Sanal dünya yalan dünya değil. Gerçek hayatta bir şey suçsa sanal alemde de suçtur. İnsanlar ikiye bölündü.
Ben kendi görevden ayrılma dilekçemi kendim yazdım. Erdoğan Bayraktar’la iki genel müdür olarak arkadaştık. Erdoğan Bey'in bu açıklamasına doğrusu şaşırdım, niye böyle bir açıklama yaptı. Bir gün sonra da sanki onu düzeltir bir açıklama da yaptı. Öyle bir anlık kızgınlıkla yapılmış bir açıklama olduğunu düşünüyorum. ‘Başbakan’ın talimatıyla yaptım’ lafını kimse bir yere çekip uzatmasın, oraya kimse atlamasın. Talimat gelse de bürokrat yasadışı bir iş yapmaz çünkü başına gelecekleri bilir. Bürokrasi mevzuata göre hareket eder.
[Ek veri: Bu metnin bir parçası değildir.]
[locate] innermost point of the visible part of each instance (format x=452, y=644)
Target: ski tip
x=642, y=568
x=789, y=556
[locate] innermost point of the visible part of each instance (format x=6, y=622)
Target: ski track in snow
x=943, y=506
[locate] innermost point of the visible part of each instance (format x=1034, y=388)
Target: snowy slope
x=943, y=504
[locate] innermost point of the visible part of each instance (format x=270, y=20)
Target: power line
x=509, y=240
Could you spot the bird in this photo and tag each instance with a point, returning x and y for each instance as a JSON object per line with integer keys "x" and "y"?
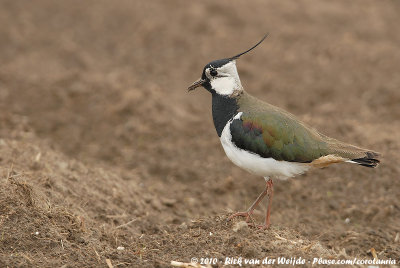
{"x": 265, "y": 140}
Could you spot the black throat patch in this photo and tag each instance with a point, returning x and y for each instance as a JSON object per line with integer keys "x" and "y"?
{"x": 224, "y": 108}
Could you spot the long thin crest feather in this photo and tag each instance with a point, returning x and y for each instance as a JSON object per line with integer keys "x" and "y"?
{"x": 250, "y": 49}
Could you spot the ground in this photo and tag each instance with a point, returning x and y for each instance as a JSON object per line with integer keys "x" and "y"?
{"x": 106, "y": 160}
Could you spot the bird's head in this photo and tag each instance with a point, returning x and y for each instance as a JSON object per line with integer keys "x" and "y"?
{"x": 221, "y": 76}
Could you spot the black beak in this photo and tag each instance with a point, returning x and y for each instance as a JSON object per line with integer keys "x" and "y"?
{"x": 196, "y": 84}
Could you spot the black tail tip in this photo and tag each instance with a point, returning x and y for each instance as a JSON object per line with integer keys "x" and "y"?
{"x": 369, "y": 160}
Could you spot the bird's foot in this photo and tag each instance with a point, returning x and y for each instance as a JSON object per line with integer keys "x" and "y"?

İzmir’in bir tane kalesi var, o da Kadife kaledir. İzmir’in kalesi kendisidir. İzmir aslında demokrasinin tek partiden çok partili sisteme geçişinin de sembolüdür. İzmir’in radikal sol kimliği yok. Sol ağırlıklı değil, liberal bir seçmeni var. İzmir’de hizmet odaklı bir çalışma yürüteceğim.
İzmir en önemli sorunu ulaşım ve yatırım eksikliği, çevre kirliği ve körfez kirliliği. Bunlar İzmir’in kangren olmuş sorunlarıdır. Biz baştan kaybedeceğimiz bir yolculuğa çıkmayız. İzmir’de 35 projeden bahsettik, bunlardan 17’si yapılıyor. Fiilen 30 milyarlık projeyi başlattık, yapıyoruz.
Siyasi iktidarlar, seçimle gelir seçimle gelirler. Kimse heveslenmesin. Biz yaptıklarımızın hesaplarını veriyoruz" dedi.